Comment:  With this opinion, the California Supreme Court made clear just how thin a defense to bad faith claims the “genuine dispute” doctrine could be.  Wilson is the culmination of a trend that started at the beginning of the decade, when the Ninth Circuit ruled 2-1 in Guebara v. Allstate Ins. Co., 237 F.3d 987 (9th Cir. 2001), that expert testimony did not automatically insulate an insurer from bad faith claims based on biased investigations, but could, as in this case, create a genuine issue of coverage sufficient to preclude a finding of bad faith.  Following Guebara, several California courts have refused to grant summary judgment to insurers in bad faith cases based on the insurer’s inadequate investigation of the insured’s claim.  See Jordan v. Allstate Ins. Co., 148 Cal. App.4th 1062, 1072 (2007) and Chateau Chamberay Homeowner’s Assn. v. Associated International Ins. Co., 90 Cal. App.4th 335 (2001). 

 

Woo v. Fireman’s Fund Ins. Co., 164 P.3d 454 (Wash. 2007)
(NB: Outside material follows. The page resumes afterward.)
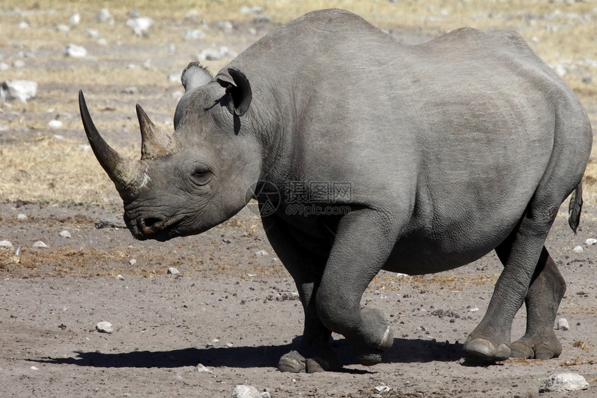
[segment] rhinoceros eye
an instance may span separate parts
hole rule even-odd
[[[211,171],[206,166],[200,165],[195,167],[193,169],[193,172],[191,174],[191,179],[194,183],[204,185],[210,182],[212,176]]]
In what may well be a low point (and one of the most gruesome fact patterns) in Washington insurance jurisprudence, the state Supreme Court has ruled that a lower court erred in refusing to find GL and E&O coverage for emotional distress claims by a dentist’s employee after a bizarre practical joke in which the insured posed the plaintiff with boar’s tusks in her mouth while under anesthesia and took photos of her.  Whereas the Court of Appeals had declared that no reasonable patient would construe such misconduct as involving the rendering of professional dentistry services, the Supreme Court held that E&O coverage applies as the act occurred in the course of preparing the patient for surgery and was “integrated into and inseparable from the overall procedure” and that the insertion of the boar tusk “flipper,” however oddly shaped, conceivably fell within the policy’s broad definition of the practice of dentistry.  The Supreme Court observed that an obligation to defend existed if the law was in doubt, observing that Fireman’s Fund’s decision not to defend was based upon an outside opinion from counsel that was somewhat equivocal.  The Supreme Court also held that the dentist could obtain coverage through his general liability policy, despite the fact that the plaintiff only alleged emotional distress, in light of allegations of depression, panic attacks, nightmares and suicidal impulses.  Further, the court found that the practical joke, despite its intentional nature, was a covered “fortuitous circumstance, event or happening” since the policy required not only that the act be intended but the resulting injuries also be expected or intended by the insured.  In this case, the court found that although the dentist’s conduct was intentional, it was conceivable that he had not intended his conduct to result in the plaintiff’s injuries.  Four justices dissented, arguing that the claims clearly involved intentional conduct none of which involved professional services and that no reasonable person would have understood that such claims would be covered.  The Supreme Court did rule, however, that Fireman’s Fund had no obligation to provide EPL coverage.

Comment:  The Washington Supreme Court is something of a puzzle palace.  Its opinions are often deeply divided, regularly generating more dissents and concurring opinions than any other appellate court in the country.  Even so, a majority of the court seemed determined to stake out the broadest territory that it could in compelling coverage for an incredibly dubious claim.